Last year I made a presentation to the Portland R User’s Group on the Area Deprivation Index, a method for classifying every neighborhood (census block group, to be precise) in the U.S. into a percentile based on socioeconomic position using census data. Most of the ensuing discussion was about how some of the data seemed strange – neighborhoods in Portland and elsewhere occupying the lowest percentile, seemingly arbitrarily. Most of the reason for this, I believe, is because these neighborhoods often contained missing census data. If you treat missing values as zero values, you get what my audience saw. If instead you impute the values, you get a quite different picture.
In Manhattan the differences are among the most severe in the US. This is because there are plenty of block groups with few if any homeowners, meaning that values for things like median home value or median mortgage are often missing.
Here’s a side-by-side comparison.
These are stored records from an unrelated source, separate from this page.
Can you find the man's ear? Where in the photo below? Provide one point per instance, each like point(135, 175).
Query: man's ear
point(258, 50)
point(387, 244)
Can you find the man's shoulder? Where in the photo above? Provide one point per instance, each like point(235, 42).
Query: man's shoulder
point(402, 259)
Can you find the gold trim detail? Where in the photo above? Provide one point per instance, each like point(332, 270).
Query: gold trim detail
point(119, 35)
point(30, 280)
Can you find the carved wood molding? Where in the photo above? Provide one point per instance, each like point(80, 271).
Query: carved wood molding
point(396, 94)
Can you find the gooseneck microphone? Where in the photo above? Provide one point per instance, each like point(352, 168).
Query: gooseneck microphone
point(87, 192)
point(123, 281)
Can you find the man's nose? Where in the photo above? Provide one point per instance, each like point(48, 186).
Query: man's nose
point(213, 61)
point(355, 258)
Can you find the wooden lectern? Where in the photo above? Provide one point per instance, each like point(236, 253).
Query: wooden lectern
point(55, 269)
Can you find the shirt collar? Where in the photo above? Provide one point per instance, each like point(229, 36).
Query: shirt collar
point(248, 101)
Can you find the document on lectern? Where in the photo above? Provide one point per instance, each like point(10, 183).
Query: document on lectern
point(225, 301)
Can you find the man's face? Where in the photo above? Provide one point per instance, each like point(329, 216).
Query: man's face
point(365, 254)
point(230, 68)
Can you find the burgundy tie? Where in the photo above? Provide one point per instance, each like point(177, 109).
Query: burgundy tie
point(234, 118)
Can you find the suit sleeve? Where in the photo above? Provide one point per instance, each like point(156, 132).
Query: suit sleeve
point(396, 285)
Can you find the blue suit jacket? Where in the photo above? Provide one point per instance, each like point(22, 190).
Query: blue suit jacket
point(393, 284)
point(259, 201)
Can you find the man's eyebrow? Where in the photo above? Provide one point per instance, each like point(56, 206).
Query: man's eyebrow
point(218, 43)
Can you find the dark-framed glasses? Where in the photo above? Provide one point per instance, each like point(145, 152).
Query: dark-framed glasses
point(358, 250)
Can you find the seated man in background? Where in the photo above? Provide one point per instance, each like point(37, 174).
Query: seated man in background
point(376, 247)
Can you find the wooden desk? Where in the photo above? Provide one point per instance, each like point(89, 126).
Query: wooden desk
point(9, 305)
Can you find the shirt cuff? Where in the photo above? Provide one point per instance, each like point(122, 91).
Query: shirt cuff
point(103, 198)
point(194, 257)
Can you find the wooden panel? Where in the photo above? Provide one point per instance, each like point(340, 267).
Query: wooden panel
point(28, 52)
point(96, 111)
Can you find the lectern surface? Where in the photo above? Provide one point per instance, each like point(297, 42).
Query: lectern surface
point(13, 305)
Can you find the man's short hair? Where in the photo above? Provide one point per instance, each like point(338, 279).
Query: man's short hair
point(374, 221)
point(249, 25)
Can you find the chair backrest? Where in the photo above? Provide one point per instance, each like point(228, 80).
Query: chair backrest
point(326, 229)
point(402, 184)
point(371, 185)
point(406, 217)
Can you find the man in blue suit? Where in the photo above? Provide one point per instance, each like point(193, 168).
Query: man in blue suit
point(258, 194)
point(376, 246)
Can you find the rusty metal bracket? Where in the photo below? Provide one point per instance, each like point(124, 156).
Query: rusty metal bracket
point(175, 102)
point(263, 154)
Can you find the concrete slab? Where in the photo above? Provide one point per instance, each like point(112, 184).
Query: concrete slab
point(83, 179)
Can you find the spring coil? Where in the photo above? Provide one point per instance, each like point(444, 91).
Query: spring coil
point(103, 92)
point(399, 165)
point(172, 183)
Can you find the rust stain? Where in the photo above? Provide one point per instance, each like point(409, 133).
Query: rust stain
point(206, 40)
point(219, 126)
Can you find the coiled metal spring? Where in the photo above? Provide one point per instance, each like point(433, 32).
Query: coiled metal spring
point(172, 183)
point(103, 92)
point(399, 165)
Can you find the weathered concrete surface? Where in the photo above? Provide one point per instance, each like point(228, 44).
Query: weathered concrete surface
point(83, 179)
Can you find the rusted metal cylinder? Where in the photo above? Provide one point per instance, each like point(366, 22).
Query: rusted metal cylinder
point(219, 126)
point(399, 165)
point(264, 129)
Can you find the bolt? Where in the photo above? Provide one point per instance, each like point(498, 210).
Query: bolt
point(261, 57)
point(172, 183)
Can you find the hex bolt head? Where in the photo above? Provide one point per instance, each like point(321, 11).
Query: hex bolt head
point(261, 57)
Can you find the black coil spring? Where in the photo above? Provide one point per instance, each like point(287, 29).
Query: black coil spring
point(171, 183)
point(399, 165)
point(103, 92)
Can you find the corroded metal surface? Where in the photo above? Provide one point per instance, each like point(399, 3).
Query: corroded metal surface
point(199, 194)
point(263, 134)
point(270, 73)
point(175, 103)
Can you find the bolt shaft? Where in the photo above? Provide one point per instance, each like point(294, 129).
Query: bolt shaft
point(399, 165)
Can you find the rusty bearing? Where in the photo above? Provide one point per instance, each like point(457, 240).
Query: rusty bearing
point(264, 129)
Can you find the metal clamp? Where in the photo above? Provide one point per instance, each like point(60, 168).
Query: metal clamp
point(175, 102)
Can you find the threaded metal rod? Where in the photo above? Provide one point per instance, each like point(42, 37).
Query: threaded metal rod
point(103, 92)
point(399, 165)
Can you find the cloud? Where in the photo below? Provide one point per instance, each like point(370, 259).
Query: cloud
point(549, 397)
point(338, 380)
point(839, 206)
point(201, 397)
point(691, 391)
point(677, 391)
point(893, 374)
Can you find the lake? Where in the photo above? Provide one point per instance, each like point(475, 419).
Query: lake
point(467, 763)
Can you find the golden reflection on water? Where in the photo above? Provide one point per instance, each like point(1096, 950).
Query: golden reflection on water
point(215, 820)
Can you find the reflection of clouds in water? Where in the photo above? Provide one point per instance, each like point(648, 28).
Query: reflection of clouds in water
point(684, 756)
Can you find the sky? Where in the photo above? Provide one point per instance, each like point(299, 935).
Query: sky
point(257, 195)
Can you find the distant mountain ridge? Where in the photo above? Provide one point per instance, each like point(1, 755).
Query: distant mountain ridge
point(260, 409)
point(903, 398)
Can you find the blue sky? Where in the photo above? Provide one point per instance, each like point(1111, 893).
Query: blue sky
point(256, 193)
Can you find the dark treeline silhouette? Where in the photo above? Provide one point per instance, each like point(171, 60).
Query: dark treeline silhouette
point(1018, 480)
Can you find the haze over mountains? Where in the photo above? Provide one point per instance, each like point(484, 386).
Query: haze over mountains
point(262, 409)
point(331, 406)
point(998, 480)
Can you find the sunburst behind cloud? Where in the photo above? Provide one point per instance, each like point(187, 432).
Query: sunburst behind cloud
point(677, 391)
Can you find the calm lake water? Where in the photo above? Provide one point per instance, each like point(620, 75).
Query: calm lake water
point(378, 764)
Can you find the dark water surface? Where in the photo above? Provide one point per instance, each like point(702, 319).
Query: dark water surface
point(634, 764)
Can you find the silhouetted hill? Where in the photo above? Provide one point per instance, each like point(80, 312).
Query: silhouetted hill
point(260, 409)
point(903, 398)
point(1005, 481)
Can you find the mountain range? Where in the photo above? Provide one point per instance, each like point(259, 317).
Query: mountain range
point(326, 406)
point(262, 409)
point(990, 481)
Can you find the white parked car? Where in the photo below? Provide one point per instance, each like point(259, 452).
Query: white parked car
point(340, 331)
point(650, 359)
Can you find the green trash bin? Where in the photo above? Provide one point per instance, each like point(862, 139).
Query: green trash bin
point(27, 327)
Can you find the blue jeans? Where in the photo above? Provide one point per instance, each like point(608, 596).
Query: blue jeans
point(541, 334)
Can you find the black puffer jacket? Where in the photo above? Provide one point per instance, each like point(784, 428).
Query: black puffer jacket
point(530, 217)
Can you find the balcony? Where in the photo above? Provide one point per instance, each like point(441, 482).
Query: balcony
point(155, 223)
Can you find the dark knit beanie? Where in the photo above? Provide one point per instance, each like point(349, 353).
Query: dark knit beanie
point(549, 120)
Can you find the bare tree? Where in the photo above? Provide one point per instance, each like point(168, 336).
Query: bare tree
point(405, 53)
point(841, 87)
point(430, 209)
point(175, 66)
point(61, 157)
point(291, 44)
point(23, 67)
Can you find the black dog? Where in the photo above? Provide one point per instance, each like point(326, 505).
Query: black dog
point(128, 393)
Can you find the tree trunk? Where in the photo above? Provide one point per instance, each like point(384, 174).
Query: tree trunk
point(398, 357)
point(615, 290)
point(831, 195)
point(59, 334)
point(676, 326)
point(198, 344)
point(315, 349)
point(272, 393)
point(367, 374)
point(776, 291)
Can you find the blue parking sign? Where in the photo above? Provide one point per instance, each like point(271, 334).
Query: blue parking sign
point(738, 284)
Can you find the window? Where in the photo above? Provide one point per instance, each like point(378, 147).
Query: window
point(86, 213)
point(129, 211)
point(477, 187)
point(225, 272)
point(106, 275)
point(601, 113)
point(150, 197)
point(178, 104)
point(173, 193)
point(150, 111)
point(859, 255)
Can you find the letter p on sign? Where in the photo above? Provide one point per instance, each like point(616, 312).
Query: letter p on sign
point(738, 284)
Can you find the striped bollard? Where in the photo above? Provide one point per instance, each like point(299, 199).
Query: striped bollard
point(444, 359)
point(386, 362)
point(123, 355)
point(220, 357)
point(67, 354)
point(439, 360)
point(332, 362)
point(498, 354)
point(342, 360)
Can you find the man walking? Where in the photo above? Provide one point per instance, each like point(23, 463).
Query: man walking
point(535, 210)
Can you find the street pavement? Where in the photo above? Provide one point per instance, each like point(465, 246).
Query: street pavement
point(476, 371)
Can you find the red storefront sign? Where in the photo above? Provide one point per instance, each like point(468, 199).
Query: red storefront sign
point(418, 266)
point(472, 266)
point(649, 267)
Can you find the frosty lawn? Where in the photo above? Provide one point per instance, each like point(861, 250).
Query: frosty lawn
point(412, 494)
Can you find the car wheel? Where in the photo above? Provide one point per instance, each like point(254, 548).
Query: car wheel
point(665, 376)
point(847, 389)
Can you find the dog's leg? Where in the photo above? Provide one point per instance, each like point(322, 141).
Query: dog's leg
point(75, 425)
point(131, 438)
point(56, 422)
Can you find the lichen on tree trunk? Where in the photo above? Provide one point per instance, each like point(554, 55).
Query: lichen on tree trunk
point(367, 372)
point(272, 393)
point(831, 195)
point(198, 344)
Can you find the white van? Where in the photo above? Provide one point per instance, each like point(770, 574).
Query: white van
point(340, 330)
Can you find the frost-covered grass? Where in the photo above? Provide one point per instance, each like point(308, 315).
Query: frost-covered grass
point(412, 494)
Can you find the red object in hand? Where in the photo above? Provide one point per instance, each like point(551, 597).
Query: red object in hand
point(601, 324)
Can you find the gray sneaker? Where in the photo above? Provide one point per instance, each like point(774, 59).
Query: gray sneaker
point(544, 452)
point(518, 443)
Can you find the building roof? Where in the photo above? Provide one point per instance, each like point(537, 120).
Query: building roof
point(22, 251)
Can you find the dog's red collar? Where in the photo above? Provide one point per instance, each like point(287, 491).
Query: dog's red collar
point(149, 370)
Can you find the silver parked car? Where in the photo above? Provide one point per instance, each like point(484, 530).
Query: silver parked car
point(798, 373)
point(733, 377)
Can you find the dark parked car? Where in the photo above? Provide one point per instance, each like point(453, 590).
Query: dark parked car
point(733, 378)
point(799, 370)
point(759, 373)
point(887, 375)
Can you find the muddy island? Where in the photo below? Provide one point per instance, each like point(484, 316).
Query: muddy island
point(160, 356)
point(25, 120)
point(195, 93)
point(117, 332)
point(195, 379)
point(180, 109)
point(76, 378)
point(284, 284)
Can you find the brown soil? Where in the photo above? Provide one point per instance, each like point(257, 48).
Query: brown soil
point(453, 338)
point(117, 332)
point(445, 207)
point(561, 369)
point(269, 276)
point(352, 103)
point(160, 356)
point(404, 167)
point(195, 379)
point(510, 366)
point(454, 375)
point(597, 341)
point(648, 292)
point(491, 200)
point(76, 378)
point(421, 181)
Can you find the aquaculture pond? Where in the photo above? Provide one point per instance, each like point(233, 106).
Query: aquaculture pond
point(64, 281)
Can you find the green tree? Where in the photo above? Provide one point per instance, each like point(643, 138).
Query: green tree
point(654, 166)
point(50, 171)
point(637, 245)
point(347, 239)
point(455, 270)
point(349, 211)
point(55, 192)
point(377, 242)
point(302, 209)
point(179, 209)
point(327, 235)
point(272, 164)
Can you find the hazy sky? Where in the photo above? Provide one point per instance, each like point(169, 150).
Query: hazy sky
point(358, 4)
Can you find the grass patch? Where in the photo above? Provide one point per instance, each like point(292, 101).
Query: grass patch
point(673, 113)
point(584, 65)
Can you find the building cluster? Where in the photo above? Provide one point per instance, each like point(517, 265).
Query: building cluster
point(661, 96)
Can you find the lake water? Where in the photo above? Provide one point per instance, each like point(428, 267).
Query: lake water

The Yost Index uses 7 of the 17 inputs that the ADI uses, so is not identical, but should be highly similar. I chose it because it is more parsimonious as well as more transparent. Note how the ADI consistently implies a lower socioeconomic position in one of the most affluent parts of the entire country.
A link to my presentation is here
Note: I used the leaflet package to make these maps. One thing I’ve found is that when I generate a map, my CPU usage jumps to 100% and I have to quit RStudio before I can do anything else. Others have occasionally reported this problem with RStudio generally, but not with leaflet specifically. It makes it difficult to explore the various features of leaflet!